WEYBURN – The City of Weyburn’s council and administration embarked on an experiment of sorts in working on the 2023 budget, and now it remains to be seen if it bears fruit that is acceptable to all or most people.
A preliminary budget was introduced on Oct. 24, and then it was opened to the public for comments and suggestions from Oct. 25 to Nov. 18.
In the end, comments were received from 88 residents, from a wide cross-section of the community.
City council will now look through all of those comments, and will make their decisions to form the final budget, which will be voted on at the Dec. 12 council meeting.
It’s pretty likely there will be a tax increase, but it isn’t going to be the initial hike of 10.34 per cent in the preliminary budget, as this was only the starting point to the budget-making process.

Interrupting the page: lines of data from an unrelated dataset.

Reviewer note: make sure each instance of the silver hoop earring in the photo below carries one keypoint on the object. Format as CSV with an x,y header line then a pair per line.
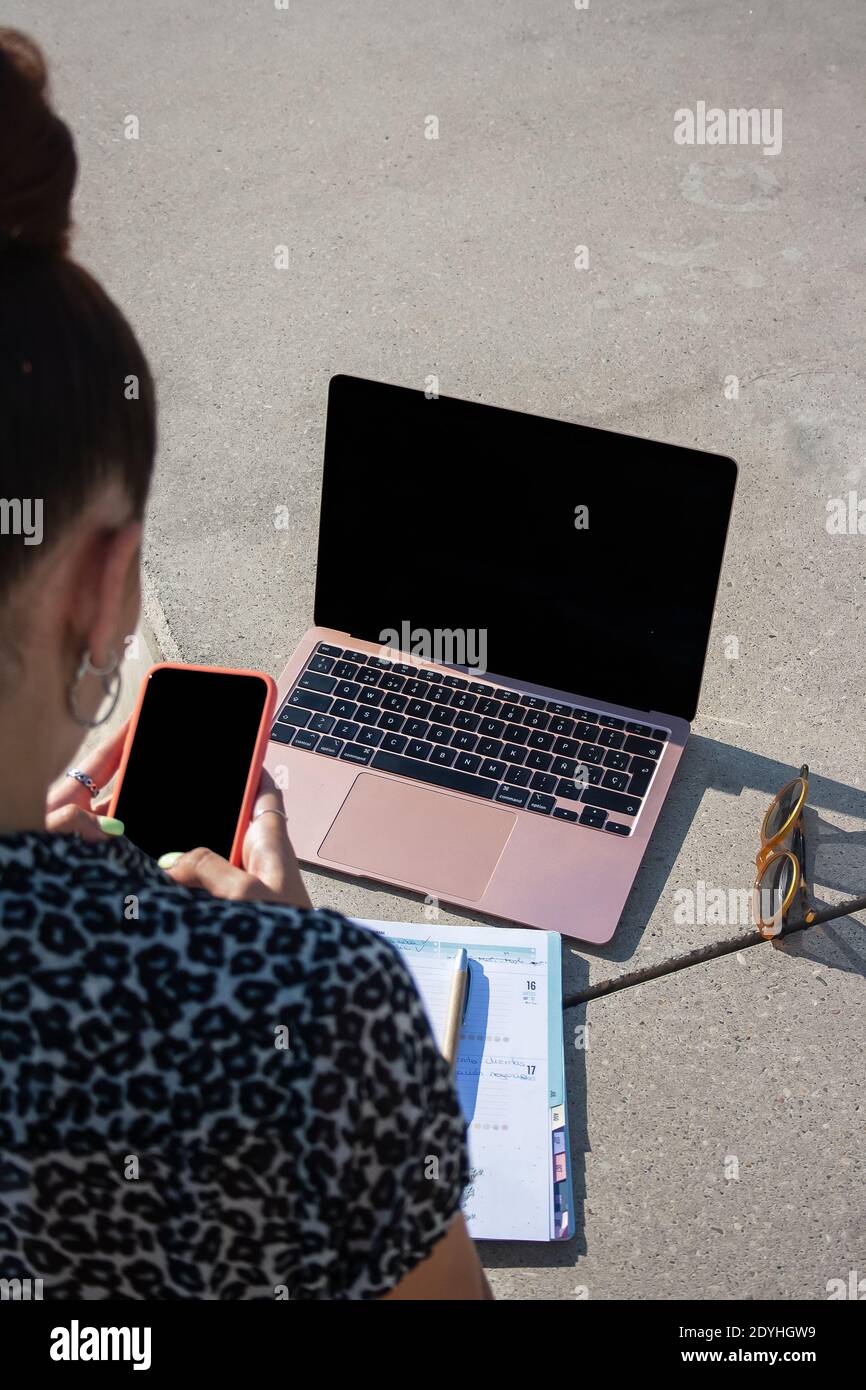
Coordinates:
x,y
110,677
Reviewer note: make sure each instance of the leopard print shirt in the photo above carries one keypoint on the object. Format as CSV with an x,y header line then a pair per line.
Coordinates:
x,y
203,1098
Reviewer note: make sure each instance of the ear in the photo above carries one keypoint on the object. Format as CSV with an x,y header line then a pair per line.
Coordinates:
x,y
113,591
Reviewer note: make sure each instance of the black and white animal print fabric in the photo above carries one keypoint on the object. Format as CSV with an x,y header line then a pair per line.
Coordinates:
x,y
209,1100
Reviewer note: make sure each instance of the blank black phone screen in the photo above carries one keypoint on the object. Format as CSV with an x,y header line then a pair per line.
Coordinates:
x,y
191,759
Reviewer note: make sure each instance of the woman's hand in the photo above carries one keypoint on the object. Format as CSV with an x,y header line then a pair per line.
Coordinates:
x,y
70,808
270,868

A hint that there will be some increase came from Coun. Mel Van Betuw’s comments, when he said he doesn’t believe that a zero-increase is possible, and indeed he argued it would be inadvisable.
He pointed to a past year when council did try a zero-increase budget, and said in his view this hurt the city more than it helped.

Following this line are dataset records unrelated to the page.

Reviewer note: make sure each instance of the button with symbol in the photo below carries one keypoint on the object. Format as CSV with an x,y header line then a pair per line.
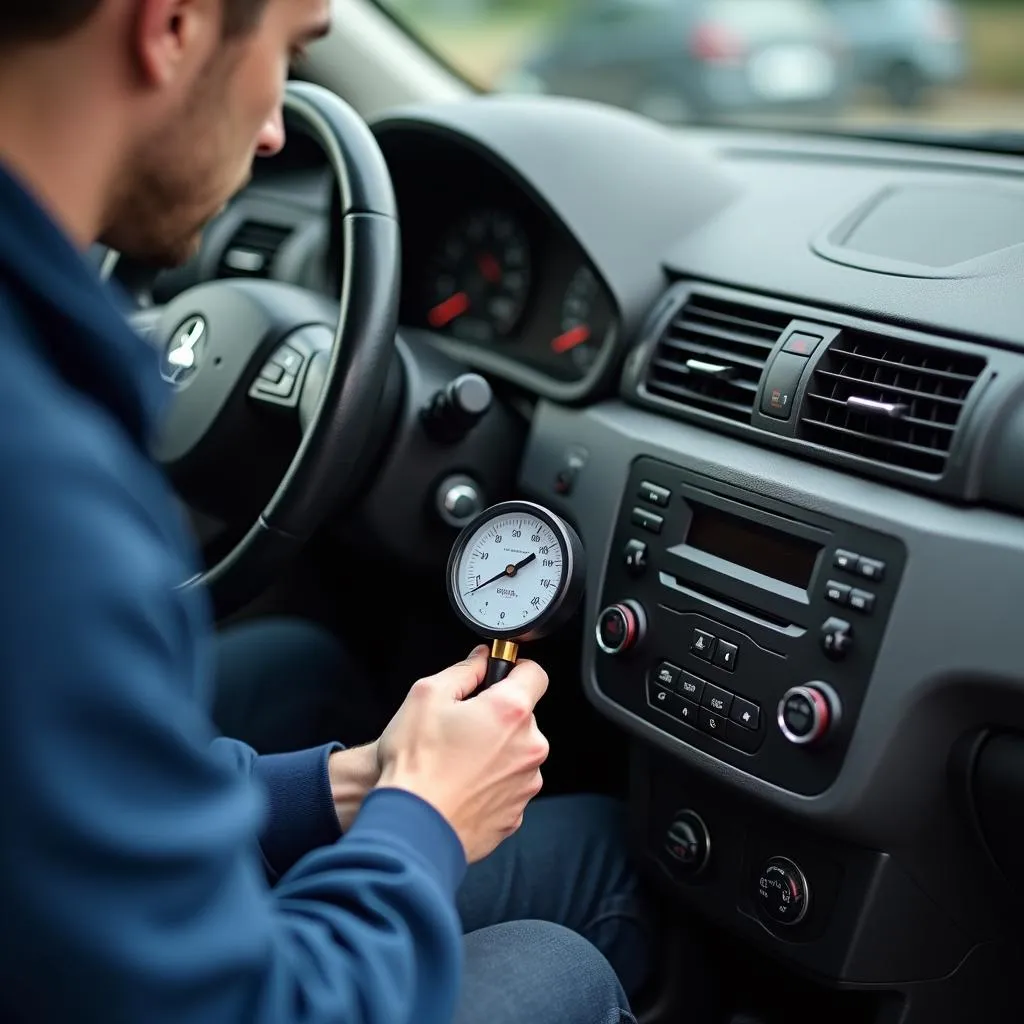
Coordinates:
x,y
745,714
871,568
635,557
702,645
717,699
711,723
846,560
666,675
663,699
690,686
725,655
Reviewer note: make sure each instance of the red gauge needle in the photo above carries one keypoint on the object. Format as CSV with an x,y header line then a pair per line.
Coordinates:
x,y
448,310
574,336
489,267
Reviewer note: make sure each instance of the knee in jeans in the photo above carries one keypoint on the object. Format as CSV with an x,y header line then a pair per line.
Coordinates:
x,y
548,974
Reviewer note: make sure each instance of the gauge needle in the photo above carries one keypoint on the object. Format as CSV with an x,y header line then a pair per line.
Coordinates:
x,y
509,570
448,310
571,338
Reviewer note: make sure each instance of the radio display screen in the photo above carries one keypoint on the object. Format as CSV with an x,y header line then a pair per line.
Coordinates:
x,y
760,549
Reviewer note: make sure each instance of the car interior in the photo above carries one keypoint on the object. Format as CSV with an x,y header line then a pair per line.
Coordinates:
x,y
773,378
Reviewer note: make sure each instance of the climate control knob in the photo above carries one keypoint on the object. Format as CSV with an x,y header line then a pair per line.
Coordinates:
x,y
782,892
808,714
688,843
620,627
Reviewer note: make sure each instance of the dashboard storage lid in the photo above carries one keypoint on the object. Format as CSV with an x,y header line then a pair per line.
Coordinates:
x,y
712,353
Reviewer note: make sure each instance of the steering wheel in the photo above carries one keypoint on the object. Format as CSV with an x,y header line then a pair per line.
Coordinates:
x,y
239,351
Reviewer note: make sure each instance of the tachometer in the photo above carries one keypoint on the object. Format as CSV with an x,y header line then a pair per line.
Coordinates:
x,y
479,281
577,341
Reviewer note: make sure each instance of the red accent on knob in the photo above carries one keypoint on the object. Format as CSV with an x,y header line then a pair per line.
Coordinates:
x,y
619,628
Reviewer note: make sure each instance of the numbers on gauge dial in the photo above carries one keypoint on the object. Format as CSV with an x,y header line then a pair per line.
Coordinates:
x,y
510,571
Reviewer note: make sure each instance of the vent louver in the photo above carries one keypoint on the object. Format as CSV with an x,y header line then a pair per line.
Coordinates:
x,y
252,250
893,401
712,354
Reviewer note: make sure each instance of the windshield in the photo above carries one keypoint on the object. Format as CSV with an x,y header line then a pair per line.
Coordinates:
x,y
948,66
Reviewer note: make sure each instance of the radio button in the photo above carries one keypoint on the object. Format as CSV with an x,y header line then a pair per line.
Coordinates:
x,y
846,560
667,675
690,686
711,723
635,557
686,712
647,520
663,699
744,714
716,699
702,645
870,568
654,495
725,655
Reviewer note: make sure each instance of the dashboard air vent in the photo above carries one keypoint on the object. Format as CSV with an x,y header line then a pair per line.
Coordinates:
x,y
712,354
251,252
895,402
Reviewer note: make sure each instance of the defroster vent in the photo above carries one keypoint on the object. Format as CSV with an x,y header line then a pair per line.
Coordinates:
x,y
893,401
252,250
712,354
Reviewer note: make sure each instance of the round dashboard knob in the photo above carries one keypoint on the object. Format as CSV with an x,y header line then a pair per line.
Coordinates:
x,y
459,500
688,843
620,627
782,891
808,714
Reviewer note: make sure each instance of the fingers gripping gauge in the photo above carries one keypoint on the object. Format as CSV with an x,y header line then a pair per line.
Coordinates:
x,y
515,573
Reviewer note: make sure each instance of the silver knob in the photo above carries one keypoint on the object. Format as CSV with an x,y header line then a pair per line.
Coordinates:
x,y
459,500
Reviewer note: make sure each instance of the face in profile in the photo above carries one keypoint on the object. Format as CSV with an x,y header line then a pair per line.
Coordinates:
x,y
183,170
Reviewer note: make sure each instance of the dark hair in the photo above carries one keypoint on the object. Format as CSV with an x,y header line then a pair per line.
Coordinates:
x,y
39,20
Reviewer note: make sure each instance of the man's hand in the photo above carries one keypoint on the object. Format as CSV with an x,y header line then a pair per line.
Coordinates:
x,y
477,762
353,773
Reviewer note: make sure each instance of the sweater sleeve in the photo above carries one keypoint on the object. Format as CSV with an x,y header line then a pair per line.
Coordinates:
x,y
131,877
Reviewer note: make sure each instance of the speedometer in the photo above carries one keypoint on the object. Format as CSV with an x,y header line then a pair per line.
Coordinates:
x,y
479,280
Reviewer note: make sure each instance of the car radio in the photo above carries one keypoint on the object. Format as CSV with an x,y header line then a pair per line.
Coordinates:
x,y
747,630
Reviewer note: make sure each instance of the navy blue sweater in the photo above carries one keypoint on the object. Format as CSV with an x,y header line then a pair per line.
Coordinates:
x,y
150,870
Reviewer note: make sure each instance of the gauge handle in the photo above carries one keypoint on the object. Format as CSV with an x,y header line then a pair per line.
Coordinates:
x,y
503,657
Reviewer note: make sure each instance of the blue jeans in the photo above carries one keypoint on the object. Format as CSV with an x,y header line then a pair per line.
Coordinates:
x,y
554,923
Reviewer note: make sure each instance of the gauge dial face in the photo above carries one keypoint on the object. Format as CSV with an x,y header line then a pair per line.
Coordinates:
x,y
479,280
510,571
577,341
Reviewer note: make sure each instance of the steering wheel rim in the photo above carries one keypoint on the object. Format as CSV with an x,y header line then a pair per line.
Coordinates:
x,y
322,477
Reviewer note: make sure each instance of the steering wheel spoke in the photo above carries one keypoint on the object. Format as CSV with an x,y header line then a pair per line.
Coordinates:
x,y
146,323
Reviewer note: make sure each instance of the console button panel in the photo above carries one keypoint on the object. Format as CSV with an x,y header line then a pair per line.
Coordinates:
x,y
745,597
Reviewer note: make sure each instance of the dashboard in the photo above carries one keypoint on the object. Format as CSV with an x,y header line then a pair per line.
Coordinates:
x,y
777,384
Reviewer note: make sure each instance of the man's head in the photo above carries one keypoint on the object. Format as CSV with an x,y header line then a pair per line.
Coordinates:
x,y
183,92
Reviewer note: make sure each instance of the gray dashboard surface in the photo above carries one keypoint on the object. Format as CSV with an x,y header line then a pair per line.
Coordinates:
x,y
793,197
950,659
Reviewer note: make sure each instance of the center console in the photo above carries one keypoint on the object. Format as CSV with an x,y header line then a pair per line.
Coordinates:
x,y
749,631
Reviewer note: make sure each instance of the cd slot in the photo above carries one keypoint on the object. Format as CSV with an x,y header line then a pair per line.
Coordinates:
x,y
725,603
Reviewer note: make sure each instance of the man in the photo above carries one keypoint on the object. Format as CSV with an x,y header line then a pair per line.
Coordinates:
x,y
139,880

From the comments and suggestions received, the largest portion of comments (41 out of 88) asked for either a tax freeze or decrease, while the second largest group (27 people) supported an increase at a lower rate than proposed, and a group of 17 comments asked for city employees to take a freeze or reduction in wages and benefits.

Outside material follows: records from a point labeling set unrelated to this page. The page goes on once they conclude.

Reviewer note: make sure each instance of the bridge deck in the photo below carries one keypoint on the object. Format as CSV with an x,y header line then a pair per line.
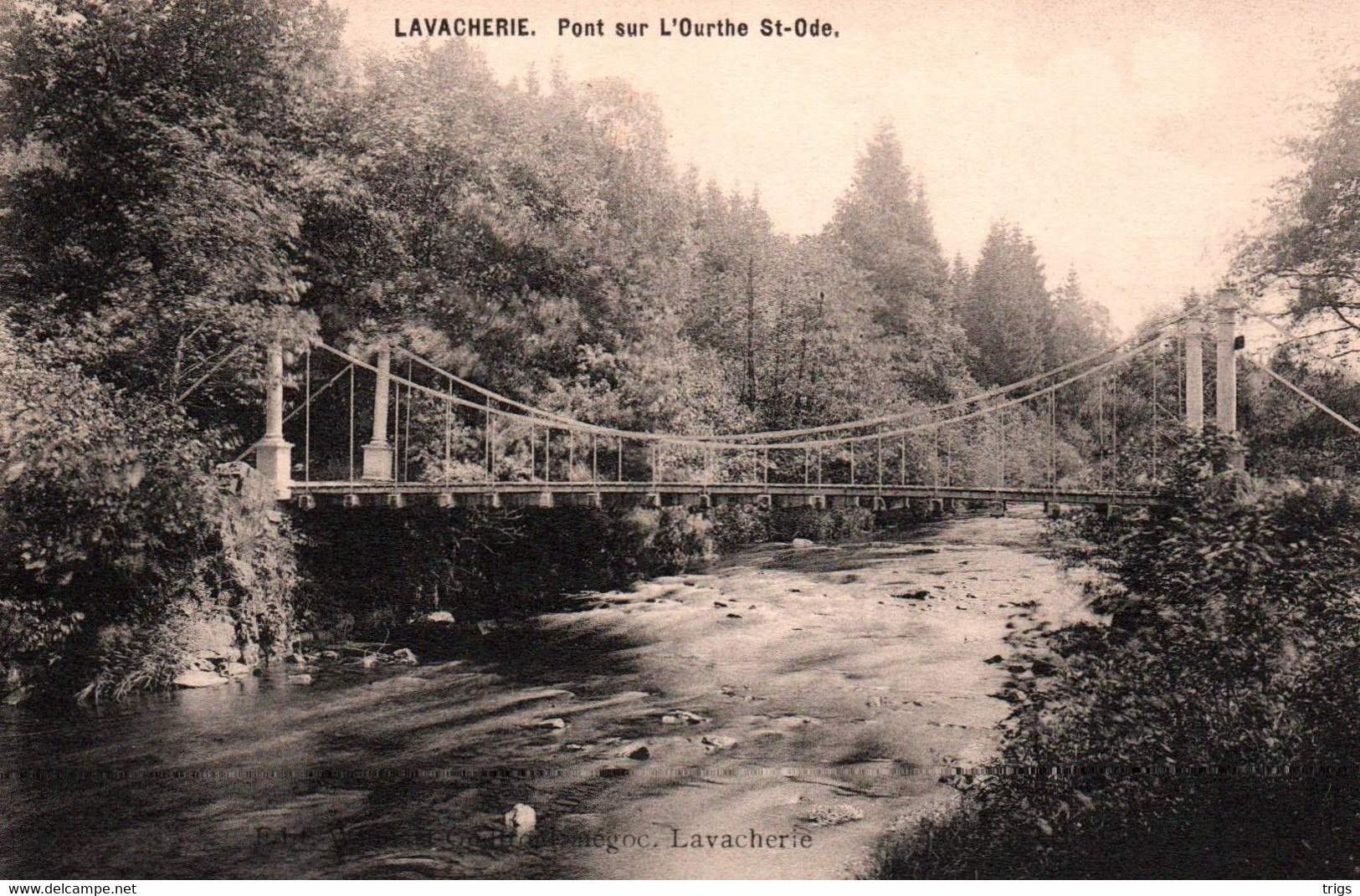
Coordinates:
x,y
576,494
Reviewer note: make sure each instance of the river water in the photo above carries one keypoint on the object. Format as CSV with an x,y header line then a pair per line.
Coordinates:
x,y
808,678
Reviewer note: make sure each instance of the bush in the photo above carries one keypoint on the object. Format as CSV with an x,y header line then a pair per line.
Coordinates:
x,y
1234,652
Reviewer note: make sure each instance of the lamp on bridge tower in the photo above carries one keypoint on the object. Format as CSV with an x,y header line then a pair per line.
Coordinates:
x,y
1225,382
274,454
377,453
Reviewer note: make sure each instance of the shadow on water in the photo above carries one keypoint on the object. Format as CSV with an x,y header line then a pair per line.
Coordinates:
x,y
361,776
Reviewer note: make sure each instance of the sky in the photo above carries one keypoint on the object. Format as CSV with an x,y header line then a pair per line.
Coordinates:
x,y
1135,141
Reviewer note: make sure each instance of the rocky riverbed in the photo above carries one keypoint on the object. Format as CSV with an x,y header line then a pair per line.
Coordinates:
x,y
767,717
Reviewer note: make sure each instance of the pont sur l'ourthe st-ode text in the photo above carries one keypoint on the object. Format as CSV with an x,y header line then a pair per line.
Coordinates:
x,y
672,26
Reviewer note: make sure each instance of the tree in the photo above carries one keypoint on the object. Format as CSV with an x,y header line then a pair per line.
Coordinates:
x,y
1007,315
1311,243
1080,326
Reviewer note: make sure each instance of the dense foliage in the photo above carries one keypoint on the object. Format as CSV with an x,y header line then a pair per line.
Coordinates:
x,y
1222,698
181,182
109,521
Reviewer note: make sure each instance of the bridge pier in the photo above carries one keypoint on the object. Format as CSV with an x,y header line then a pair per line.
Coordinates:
x,y
1194,374
1225,384
377,453
274,454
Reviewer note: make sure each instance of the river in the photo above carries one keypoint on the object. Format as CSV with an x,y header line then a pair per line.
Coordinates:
x,y
778,691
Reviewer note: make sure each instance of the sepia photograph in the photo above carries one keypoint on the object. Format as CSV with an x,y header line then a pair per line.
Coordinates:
x,y
598,439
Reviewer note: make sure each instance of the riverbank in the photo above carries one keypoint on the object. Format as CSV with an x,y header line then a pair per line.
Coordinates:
x,y
781,684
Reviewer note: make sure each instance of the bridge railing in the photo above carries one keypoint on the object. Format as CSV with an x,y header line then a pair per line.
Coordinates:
x,y
384,417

In an era of inflation, it’s not very realistic or advisable to tell workers to take reduced wages, or to have no increase at all, not if residents expect those workers to stay in the service of the City of Weyburn. A wage freeze would basically be the same as a reduction, because the costs of everything is going up while one’s ability to pay those costs is not keeping up.
In the same way, a freeze or reduction in taxes might be nice and less painful for the taxpayers, but those same taxpayers could not realistically expect the same level of services – somebody has to pay those higher costs, and as the saying goes, there’s only one taxpayer.
Council also needs to keep in mind that there are people struggling to make ends meet, particularly the “working poor” who are making minimum wage, or close to it, and seeing the costs for gas, food and housing going up.
It’s a very fine edge to be walking, but hopefully with some common sense, and some humanity, the councillors will come up with a budget that enables services to continue to be provided, and will not cost an arm and a leg for most home-owners in the city.